Section 529 Plan distribution–
A Section 529 plan is a college savings plan that offers tax (federal and state) and financial aid benefits. If the 529 plan satisfies the basic requirements, the federal and state tax law provides tax benefits. These tax benefits may include tax-free qualified distributions and state income tax deductions or credits, depending on the state. New York is one of 33 states and the District of Columbia that offer residents a tax deduction or tax credit for 529 plan contributions.
The SECURE Act now allows federal-income-tax-free 529 distributions to cover apprenticeship costs, some homeschooling expenses, and up to $10,000 of qualified student loan principal and/or interest payments.
The distribution of $10,000 for payment of qualified student loan principal and/or interest payments is a lifetime limit that applies to the 529 plan beneficiary and each of their siblings. For example, a parent who has 2 children may take a $10,000 distribution to pay student loans for each child for a total of $20,000.
Although these changes will likely provide more options for families and students, it is important to note that this is a federal law that may not apply to your state law, and you may suffer a tax detriment if you make a non-qualified withdrawal.
This means that if you are a New York resident and you use funds from the NY 529 Plan to pay for your child/grandchild’s student loans (or any other non-qualified distribution), you may be subject to recapture of the state income tax deduction for the 529 contribution.
The last time the federal law changed to expand the qualifying education expenses to include K-12 tuition under the TCJA, New York and some other states did not comply with the federal law. So, it is very possible that New Yorkers may not get the benefit of the 529 plan changes brought on by the SECURE Act.
It is important to confirm your state’s 529 Plan rules with a qualified professional to ensure that you will receive the maximum tax benefits offered and not inadvertently cause any tax detriments.
The increased minimum penalty for failure to file federal returns–
If you file a federal income tax return more than 60 days late (absent reasonable cause), you will be subject to a failure-to-file penalty. The failure-to-file penalty is normally 5% of the unpaid taxes for each month or part of a month that a tax return is late. However, a minimum penalty is assessed in certain cases.
The SECURE Act increases the minimum penalty for failure-to-file federal tax returns to the lesser of $400 or 100% of the amount of tax due. This change applies to returns that are due in 2020 and beyond, including any extensions.
Kiddie tax rates retroactively repealed–
The SECURE Act retroactively repeals the portion of the Tax Cuts and Jobs Act of 2017 (TCJA) that imposed a higher tax rate on certain children and/or young adults who received unearned income, such as interest, dividends, and long-term and short-term capital gains. These taxes are commonly referred to as the Kiddie Tax.
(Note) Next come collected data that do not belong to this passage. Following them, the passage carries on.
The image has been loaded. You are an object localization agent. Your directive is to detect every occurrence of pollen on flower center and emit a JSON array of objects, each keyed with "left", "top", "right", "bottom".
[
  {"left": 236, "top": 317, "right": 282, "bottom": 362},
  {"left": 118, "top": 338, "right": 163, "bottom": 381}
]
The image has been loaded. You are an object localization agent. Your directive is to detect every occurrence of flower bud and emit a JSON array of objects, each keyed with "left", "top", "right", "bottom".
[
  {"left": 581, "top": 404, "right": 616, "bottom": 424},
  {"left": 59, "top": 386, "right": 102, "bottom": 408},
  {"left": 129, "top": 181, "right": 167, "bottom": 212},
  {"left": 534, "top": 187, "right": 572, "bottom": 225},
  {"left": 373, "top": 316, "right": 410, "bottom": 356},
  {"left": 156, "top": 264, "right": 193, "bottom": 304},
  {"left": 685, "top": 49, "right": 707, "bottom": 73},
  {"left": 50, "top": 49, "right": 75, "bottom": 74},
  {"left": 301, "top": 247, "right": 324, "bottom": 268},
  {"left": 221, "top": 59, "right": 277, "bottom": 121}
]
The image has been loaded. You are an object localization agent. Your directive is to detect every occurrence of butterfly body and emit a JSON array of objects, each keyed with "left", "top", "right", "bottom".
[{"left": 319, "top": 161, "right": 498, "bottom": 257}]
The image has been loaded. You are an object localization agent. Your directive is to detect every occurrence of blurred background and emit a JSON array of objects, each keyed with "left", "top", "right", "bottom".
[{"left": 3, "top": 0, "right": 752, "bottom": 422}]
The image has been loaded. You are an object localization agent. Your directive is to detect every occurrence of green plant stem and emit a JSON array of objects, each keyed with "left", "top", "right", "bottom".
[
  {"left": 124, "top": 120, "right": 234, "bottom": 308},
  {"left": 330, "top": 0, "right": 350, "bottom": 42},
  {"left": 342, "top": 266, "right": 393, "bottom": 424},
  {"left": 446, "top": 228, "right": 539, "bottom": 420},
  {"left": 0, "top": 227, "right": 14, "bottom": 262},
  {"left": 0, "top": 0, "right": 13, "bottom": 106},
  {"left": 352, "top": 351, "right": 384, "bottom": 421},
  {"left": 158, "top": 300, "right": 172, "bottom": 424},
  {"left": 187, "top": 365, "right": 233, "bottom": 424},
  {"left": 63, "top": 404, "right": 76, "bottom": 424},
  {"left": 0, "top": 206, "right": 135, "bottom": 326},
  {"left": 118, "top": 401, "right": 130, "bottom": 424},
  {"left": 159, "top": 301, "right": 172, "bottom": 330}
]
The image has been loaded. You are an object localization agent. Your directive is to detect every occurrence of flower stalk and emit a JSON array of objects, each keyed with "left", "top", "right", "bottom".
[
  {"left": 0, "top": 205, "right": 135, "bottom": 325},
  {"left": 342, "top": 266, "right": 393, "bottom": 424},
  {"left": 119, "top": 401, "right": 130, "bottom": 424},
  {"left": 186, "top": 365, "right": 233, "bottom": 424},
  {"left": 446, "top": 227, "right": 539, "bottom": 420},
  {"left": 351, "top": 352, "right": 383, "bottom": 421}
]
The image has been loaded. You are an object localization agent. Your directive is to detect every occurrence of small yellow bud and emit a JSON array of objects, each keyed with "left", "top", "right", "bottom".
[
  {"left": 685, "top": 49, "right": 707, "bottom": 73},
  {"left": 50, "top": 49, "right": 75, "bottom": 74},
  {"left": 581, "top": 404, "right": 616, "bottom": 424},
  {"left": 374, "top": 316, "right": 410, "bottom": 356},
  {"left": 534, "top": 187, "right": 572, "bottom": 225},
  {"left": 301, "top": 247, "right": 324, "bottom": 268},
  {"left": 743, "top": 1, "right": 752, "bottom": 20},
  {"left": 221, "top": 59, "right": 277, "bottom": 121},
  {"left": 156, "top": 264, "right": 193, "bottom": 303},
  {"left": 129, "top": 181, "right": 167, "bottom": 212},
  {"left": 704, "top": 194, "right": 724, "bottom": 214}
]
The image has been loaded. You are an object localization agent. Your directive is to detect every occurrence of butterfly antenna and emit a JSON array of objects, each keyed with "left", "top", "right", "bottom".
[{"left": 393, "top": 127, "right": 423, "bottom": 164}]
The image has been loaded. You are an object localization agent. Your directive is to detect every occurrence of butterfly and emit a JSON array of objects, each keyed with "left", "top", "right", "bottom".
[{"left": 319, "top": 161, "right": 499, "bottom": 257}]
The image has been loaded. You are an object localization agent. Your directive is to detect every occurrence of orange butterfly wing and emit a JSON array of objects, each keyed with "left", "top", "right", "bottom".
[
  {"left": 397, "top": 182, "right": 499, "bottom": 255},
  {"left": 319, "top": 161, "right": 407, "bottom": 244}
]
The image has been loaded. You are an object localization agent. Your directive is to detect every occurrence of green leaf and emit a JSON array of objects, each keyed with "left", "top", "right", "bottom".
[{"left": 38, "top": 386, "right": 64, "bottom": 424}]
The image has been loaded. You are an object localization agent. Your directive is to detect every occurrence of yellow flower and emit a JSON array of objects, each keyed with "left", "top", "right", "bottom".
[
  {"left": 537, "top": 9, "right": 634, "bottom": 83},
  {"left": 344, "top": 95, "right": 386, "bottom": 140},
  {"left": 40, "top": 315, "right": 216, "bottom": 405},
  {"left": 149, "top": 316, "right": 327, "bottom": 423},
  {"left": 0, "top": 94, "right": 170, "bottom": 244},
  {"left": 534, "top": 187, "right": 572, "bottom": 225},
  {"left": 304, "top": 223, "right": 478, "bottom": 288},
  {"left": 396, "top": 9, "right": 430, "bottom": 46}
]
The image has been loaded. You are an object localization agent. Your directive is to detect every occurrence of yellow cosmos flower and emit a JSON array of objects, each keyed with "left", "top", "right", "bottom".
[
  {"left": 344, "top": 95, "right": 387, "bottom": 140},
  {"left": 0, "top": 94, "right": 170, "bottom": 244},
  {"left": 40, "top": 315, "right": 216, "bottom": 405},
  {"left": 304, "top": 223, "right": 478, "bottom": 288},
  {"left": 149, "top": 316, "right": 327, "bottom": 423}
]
Generally speaking, the TCJA effectively changed the Kiddie Tax rates from the parent’s marginal federal income tax rate to the same rates paid by trusts and estates, which typically results in much higher tax liability for the child.
The new law reinstates the Kiddie Tax rates to the tax rates in effect prior to the TCJA, which means the calculation to determine the Kiddie Tax is once again based on the parent’s marginal tax rate. This is a huge benefit to children and young adults with substantial investment income.